New Kazakh films shown at the festival clearly proved that the country’s cinema is alive and kicking, with very distinctive talents. Gentle Indifference of the World by Adilkhan Yerzhanov is a minimalist narrative of a young girl who shifts to the city because her family had fallen on bad times. She is followed by a boy who loves her and they face travails in the city together.  The Girl and the Sea by Aziz Zairov and Mukhamed Mamyrbekov is a unique film about differently abled young people, their dreams and desires, many of which that they know will never be realized. The River by Emir Baigazin is the third film of his trilogy which includes Harmony Lessons (2013) and The Wounded Angel (2016). It is a masterful allegory of authoritarianism over a community, in this case, a family. The father exercises very strict control and discipline on his five children through his elder son. The children are like the five fingers on a hand. The games they play have their own rules and seem to have descended from some primitive age. They look like Neanderthals, silhouetted while climbing a mountain in the sparse landscape. The elder brother takes them to a river, at a distance from the remote farm they live on. The river becomes their place of escape. But not for long: their cousin from the city introduces them to things electronic. And their life changes. The film is an exposition of not just authoritarianism, but also the logic of authoritarianism and the many twisted ways in which it can be justified. The colour, imagery, tone and tenor of the film – all realise the austere theme. The frames are those of a fine colourist: beyond the foreground of the desert-like landscape there is the real/imagined blue of the river.

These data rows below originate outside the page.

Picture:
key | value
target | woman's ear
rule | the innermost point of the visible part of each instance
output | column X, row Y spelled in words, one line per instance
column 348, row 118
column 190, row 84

Fatih Akin’s The Golden Glove fails to achieve the level of allegorisation that The River effortlessly manages to do. Akin’s film is based on the eponymous novel by Heinz Strunk and is about the German serial killer Fritz Honka who murdered prostitutes he picked up at the sleazy pub named Golden Glove in the ’70s. The film does what the whodunit serials always avoid: the actual mess of killing and disposing off the bodies. As such it puts on explicit display what the genre avoids. Despite the depiction of the lower depths of the city, its sleazy, desperate, impoverished underbelly, and its foregrounding of what I would like to term the aesthetics of the ugly, the film fails to provide any insights into the the character of its protagonists. It gets carried away by the details of the horror it shows.

NETPAC Jury at Eurasia Festival
NETPAC Jury at Eurasia Festival

 

Several films dealt with issues of contemporary life. The Sun Above Me Never Sets by Lyubov Borisova (Yakutia), winner of the NETPAC Award in the Moscow International Film Festival, is about the affection a young boy develops for a grandfather-like figure on a remote island in northern Russia and his efforts to get the old man reunited with his daughter. The Golden Laden Sheep and Sacred Mountain (India) by Ridham Janve has an interesting theme: a shepherd and his assistant in the high mountains hear of the crash of an aeroplane and the reward offered to anyone who finds the remains. The need and greed for money leads to the breakup of this small community, whose members lead a very modest life in the mountains. What is impressive is that this directorial debut has been made in a language and setting that few other directors have engaged with. The use of landscape and the sheep that dot the flanks of the mountains has rarely been seen in Indian cinema. Aurora by Bekzat Pirmatov (Kyrgyzstan) depicts the ‘new Kyrgyz’. In a sanatorium that has been in existence since Soviet times, on Issyk-Kul Lake called Aurora, several odd characters meet and play out their lives. The film is full of humour and pathos and refers to Chingiz Aitmatov’s novella, The White Ship, where the sailor keeps apologizing to the child on the other shore, calling out for help. The director, in this debut venture, uses non-linear narrative, but the transitions from one episode to the other could have been better crafted. The Secret of the Leader by Farkhat Sharipov (Kazakhstan), which had won the NETPAC Award at Almaty, won the main award at this festival. It, too, portrays the new values of society, where ethical compromises have to made in order to survive.